When the first song "Codeine" comes wafting out of the speakers, my dad perks up and immediately asks me "this is pretty good huh?" I only half hear the question over the warmly piping accordion and leisurely running guitar. They exist to temper the disappointment that nags at so many of Isbell's songs. In the case of "Codeine" those sedate runs betray the mildly venomous repetition of "if there's one thing I can't stand," which ends with contempt for half-baked cover songs and the earsplitting sound of a heart breaking.
"Live Oak" follows and burrows far past disappointment, into true despair. It’s a number that's hard to shake; replete with plinking piano that casts a ghostly pallor. In the verses, an empathetic woman is fooled by the pleasant shadow of a Pre-Civil War murderer and soon her empathy lands her six feet in the ground. Strangely the despair doesn't come from the woman who realizes her mistake, but the murderer. He wonders aloud "would I ever find another friend?" as he walks away from her fresh grave. You can hear loneliness creeping into his voice as he wipes flecks of dirt from his hands. Love and romance are untenable with the life he's leading, a fact he has to know but refuses to concede. Though murder's an obvious extreme, we all have things we think can coexist with love and romance. Frequently we want love to come on our own terms, which isn't the way it works.

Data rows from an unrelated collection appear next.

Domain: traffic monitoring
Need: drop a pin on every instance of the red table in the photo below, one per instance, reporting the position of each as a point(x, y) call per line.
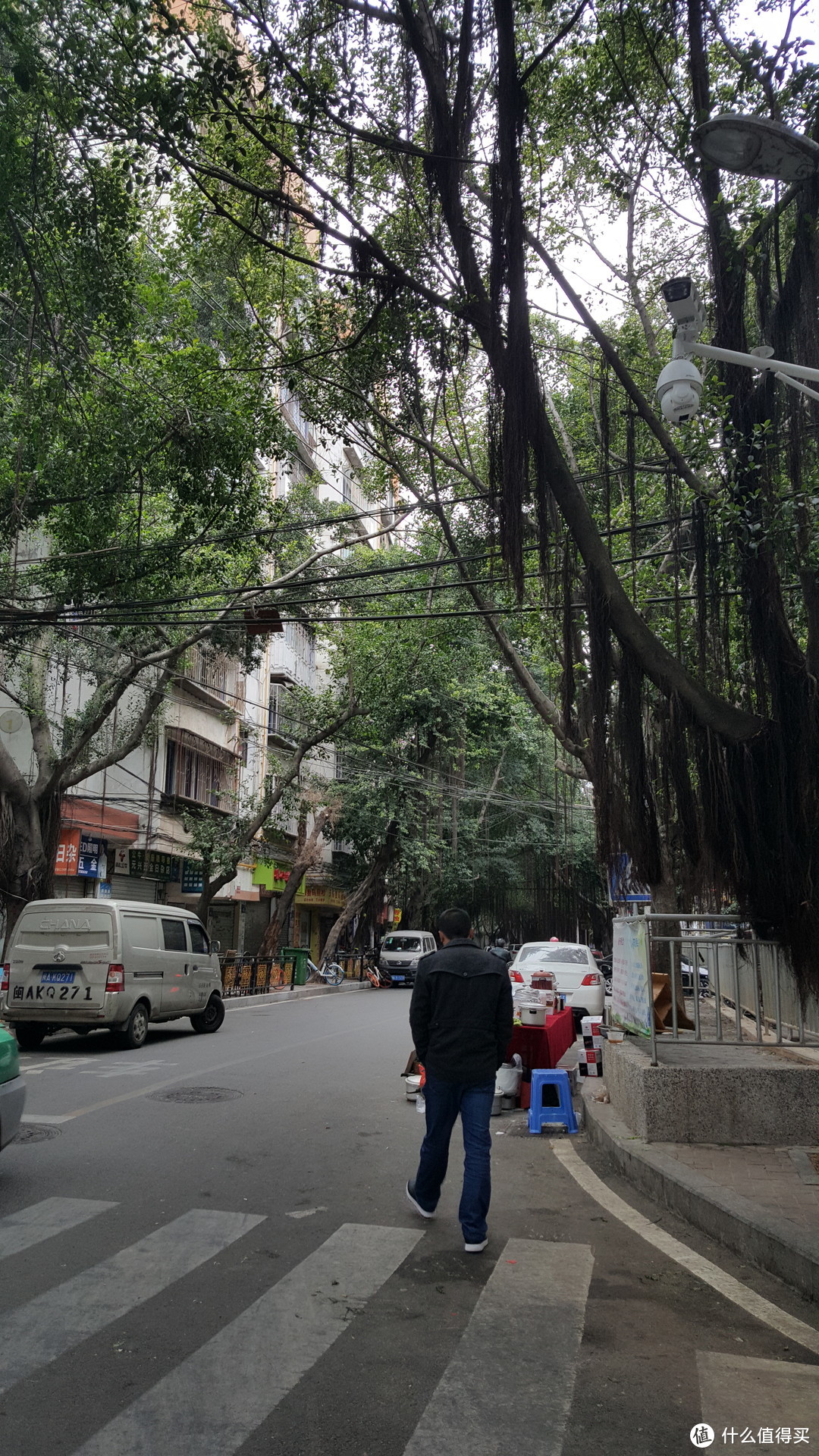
point(541, 1046)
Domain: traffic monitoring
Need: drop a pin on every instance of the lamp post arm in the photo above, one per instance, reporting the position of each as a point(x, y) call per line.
point(710, 351)
point(795, 383)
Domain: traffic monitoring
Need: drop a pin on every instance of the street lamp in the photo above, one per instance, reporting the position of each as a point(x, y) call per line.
point(757, 147)
point(679, 384)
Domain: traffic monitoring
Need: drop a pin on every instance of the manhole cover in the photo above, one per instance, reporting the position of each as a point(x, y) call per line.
point(197, 1095)
point(36, 1133)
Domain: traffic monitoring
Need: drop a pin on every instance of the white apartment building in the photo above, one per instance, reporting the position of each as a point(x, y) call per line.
point(123, 830)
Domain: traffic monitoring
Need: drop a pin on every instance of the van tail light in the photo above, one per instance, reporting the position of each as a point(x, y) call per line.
point(115, 981)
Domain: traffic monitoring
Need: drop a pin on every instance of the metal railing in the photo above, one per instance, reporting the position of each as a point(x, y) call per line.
point(257, 976)
point(733, 986)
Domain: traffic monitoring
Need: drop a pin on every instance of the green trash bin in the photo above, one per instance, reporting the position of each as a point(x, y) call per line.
point(297, 957)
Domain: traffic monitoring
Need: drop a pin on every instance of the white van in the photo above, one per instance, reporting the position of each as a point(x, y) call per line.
point(108, 963)
point(401, 951)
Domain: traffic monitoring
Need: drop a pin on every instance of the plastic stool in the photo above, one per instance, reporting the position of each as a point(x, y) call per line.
point(560, 1111)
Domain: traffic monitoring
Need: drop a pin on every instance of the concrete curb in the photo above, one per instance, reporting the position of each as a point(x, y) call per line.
point(293, 993)
point(770, 1242)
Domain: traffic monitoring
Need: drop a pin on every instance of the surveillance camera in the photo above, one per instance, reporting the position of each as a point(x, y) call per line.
point(679, 388)
point(686, 308)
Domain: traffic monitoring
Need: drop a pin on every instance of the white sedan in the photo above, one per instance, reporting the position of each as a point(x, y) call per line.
point(575, 968)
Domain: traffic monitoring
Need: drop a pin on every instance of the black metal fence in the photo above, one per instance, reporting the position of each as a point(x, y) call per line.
point(256, 976)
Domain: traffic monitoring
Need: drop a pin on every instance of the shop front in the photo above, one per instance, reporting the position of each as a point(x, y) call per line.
point(316, 910)
point(89, 837)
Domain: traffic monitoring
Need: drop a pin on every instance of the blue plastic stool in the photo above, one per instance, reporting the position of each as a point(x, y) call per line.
point(563, 1111)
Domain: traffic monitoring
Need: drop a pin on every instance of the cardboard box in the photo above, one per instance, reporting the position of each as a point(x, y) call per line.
point(591, 1069)
point(591, 1031)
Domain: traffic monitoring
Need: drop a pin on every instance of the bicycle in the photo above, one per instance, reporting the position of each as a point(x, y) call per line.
point(330, 971)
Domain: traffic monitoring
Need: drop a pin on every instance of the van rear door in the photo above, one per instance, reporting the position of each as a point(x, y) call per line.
point(177, 981)
point(142, 940)
point(58, 962)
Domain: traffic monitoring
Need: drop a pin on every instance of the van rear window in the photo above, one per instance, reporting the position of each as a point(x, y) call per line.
point(142, 932)
point(403, 943)
point(36, 929)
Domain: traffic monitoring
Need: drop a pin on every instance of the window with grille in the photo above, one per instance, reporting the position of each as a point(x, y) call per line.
point(295, 414)
point(199, 772)
point(281, 718)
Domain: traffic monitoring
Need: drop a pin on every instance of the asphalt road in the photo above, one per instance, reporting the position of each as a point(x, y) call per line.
point(197, 1277)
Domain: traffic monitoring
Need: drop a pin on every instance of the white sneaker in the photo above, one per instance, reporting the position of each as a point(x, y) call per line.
point(416, 1204)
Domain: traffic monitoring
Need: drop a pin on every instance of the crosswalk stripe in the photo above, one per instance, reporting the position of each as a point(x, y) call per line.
point(63, 1316)
point(203, 1408)
point(749, 1394)
point(522, 1386)
point(42, 1220)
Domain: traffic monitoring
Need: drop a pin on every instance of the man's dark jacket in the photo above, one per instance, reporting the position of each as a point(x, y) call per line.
point(461, 1012)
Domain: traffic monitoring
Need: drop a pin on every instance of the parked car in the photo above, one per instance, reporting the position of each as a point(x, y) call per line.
point(401, 951)
point(576, 971)
point(12, 1087)
point(108, 963)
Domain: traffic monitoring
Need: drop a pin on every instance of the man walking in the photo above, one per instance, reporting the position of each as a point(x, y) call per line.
point(461, 1019)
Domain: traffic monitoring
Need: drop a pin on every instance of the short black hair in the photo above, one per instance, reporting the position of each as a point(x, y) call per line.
point(455, 924)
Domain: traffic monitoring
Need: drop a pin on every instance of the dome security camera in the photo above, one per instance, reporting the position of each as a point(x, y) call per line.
point(679, 388)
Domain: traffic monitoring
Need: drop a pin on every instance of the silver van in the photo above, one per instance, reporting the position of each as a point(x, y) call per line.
point(108, 963)
point(401, 951)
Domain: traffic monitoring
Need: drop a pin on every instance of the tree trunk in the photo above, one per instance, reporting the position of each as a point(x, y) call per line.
point(664, 902)
point(363, 890)
point(305, 859)
point(31, 830)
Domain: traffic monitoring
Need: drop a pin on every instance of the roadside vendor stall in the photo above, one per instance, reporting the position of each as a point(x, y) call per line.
point(541, 1047)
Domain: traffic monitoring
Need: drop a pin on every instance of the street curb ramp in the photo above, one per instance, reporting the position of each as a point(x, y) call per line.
point(768, 1242)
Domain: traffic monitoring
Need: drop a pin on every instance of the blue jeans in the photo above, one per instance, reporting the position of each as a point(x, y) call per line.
point(445, 1101)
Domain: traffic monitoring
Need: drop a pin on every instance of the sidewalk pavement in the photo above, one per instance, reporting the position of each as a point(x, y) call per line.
point(760, 1201)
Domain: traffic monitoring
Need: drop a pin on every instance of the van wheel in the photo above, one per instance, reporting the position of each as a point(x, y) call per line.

While "Alabama Pines" picks up the tempo, it retains much of "Live Oak"'s want. This time however, Isbell's stuck in a dingy motel room with no A.C., looking to get back to the Heart of Dixie. The steely caress of guitar and trotting drums can't quell his yearning. Like anyone who has been away too long, he's not looking to see anything special. I can identify. Any time I'd make my three hour drive back to Kansas City from Kirksville when I was in college, the first thing I'd want to do was lie in my own bed or walk around my neighborhood block. What Isbell wants is to grab a libation from Wayne's: the only liquor store open on a Sunday.
Returning home or dwelling on the past isn't all good though and "Cover Me Up" adroitly proves that point. Opening Isbell's marvelous 2013 record Southeastern, the echoing acoustic track recalls "days when we raged," and had the vocal bite to match. Dabbed with lavender stage lights Isbell howls about flying off the handle and the damage that "was done." While the moment felt intensely personal, its message is universally relatable to those inside and outside of Starlight’s brick walls. Sometimes what you've done can't be corrected and all you can say is "mistakes were made" and move on. Of course the ugly truth of making so many of the same mistakes for so long is that you run out of friends willing to keep forgiving you. Set closer "Traveling Alone" woefully acknowledges this. Underpinned by eddying guitar and near silent drums, Isbell is looking for anyone who will hop in the car with him and drive. "Won't you ride with me?" he asks with desperation hanging in the summer evening air. Knowing where to go doesn't mean a damn thing if you have no one to go with.
Though I wanted to hear the heart-rending cancer story "Elephant", I'm not disappointed when the set ends without its inclusion. Jason Isbell and the 400 Unit are unwaveringly committed to their muse and even if they chase it through pitch-black valleys, I'm happy to follow. And in the future, I'll have someone to follow along with me.